New Video Interview Posted

While in Australia to speak at Ed Dale’s Coming Home 2 event — and what an event it was BTW! — I sat down with Gideon Shalwick to talk about the connection between SEO and video, in particular, how to get your videos to appear in search results. Enjoy.
Gideon Shalwick interviews Leslie Rohde

And … be sure to catch both Dan Thies and myself in San Diego this May at Ed Dale’s Coming Home 3 seminar. Details still to come … but May 22nd is a special date for me [an Easter Egg for my long time followers to figure out] and Dan and I will be fresh off doing some guest teaching for both Andy Jenkins and Jeff Johnson so we’ll have a bunch of new stuff to share.

Hanging in Hotlanta

There’s this little thing called StomperNet Live. Next week will be the 9th one and I have been a featured speaker at every single one … except this one. For Live9 I’m just showin’ up for the drinking and socializing with the (literally) hundreds of people I’ve helped over the last three years in StomperNet, in my own coaching business before that, and with my partner Dan Thies for several months now since.

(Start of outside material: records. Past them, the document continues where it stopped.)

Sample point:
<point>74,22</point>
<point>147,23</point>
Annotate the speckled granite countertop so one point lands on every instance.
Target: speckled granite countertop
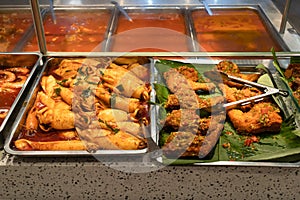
<point>87,178</point>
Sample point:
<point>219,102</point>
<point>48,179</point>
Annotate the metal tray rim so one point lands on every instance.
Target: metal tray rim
<point>22,111</point>
<point>33,70</point>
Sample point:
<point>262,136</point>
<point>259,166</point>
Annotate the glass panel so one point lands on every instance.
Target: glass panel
<point>238,30</point>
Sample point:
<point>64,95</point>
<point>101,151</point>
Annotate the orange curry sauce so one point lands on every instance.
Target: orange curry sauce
<point>238,30</point>
<point>150,31</point>
<point>73,31</point>
<point>13,26</point>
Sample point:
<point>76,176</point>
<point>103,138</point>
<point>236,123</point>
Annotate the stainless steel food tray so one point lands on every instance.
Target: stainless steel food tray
<point>289,109</point>
<point>75,9</point>
<point>26,32</point>
<point>31,60</point>
<point>190,29</point>
<point>28,102</point>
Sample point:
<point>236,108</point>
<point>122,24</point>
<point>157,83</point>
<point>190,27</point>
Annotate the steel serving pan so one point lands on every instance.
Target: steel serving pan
<point>33,61</point>
<point>28,102</point>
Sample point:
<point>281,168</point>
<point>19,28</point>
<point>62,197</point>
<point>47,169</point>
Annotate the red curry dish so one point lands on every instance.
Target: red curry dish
<point>12,80</point>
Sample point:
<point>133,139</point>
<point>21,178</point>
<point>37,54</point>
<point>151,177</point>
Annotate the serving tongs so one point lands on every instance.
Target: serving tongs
<point>121,9</point>
<point>206,6</point>
<point>266,89</point>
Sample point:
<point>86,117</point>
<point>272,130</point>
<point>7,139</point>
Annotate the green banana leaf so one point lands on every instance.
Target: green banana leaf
<point>281,147</point>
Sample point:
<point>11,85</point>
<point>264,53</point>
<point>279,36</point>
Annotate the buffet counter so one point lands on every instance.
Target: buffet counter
<point>57,172</point>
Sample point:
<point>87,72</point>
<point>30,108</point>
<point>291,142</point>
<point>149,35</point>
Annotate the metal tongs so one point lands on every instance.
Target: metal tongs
<point>266,89</point>
<point>3,110</point>
<point>121,9</point>
<point>206,6</point>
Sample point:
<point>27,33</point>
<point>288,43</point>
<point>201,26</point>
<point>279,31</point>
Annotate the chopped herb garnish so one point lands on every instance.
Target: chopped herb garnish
<point>57,91</point>
<point>120,88</point>
<point>86,93</point>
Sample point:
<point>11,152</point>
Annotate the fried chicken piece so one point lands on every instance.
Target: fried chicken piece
<point>232,69</point>
<point>206,104</point>
<point>293,70</point>
<point>262,117</point>
<point>188,144</point>
<point>293,74</point>
<point>177,81</point>
<point>188,72</point>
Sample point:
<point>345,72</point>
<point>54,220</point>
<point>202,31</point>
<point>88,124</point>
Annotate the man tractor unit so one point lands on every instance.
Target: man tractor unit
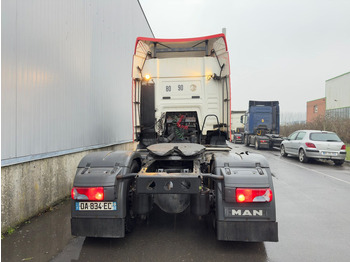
<point>181,120</point>
<point>262,124</point>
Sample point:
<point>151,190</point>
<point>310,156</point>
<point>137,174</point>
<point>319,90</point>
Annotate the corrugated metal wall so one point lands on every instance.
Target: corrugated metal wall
<point>66,75</point>
<point>338,92</point>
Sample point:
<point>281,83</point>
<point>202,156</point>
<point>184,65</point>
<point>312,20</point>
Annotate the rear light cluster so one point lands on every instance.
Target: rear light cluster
<point>311,145</point>
<point>88,193</point>
<point>248,195</point>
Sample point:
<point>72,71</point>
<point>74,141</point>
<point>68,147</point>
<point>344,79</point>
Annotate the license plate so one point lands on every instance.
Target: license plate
<point>329,153</point>
<point>95,206</point>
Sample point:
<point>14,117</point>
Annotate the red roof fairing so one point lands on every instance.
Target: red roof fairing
<point>180,40</point>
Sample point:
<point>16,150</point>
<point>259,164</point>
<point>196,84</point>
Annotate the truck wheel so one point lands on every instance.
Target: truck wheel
<point>257,146</point>
<point>283,151</point>
<point>302,157</point>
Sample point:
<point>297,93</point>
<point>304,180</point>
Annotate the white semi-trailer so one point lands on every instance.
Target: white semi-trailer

And hell, the bar is where I do some of my best one-on-one coaching anyway. 🙂

If you are planning on coming, great, I will see you there. Follow me on Twitter so you can keep track of me in real life while you’re on site. I’ll try to provide a running text, photographic, and maybe even video commentary.

And if you’d like to spend some quality time with Dan and me, and find out just what it is we do … come join us for dinner. Catch up with me in person and I’ll hook you up.

Success is Just Failure That Didn’t Miss

How many times have you heard these excuses:

  • “He just got lucky”
  • “She just happened to be at the right place at the right time”
  • “It’s easy when you have their talent”

I have exactly two words for that: Bull Shit.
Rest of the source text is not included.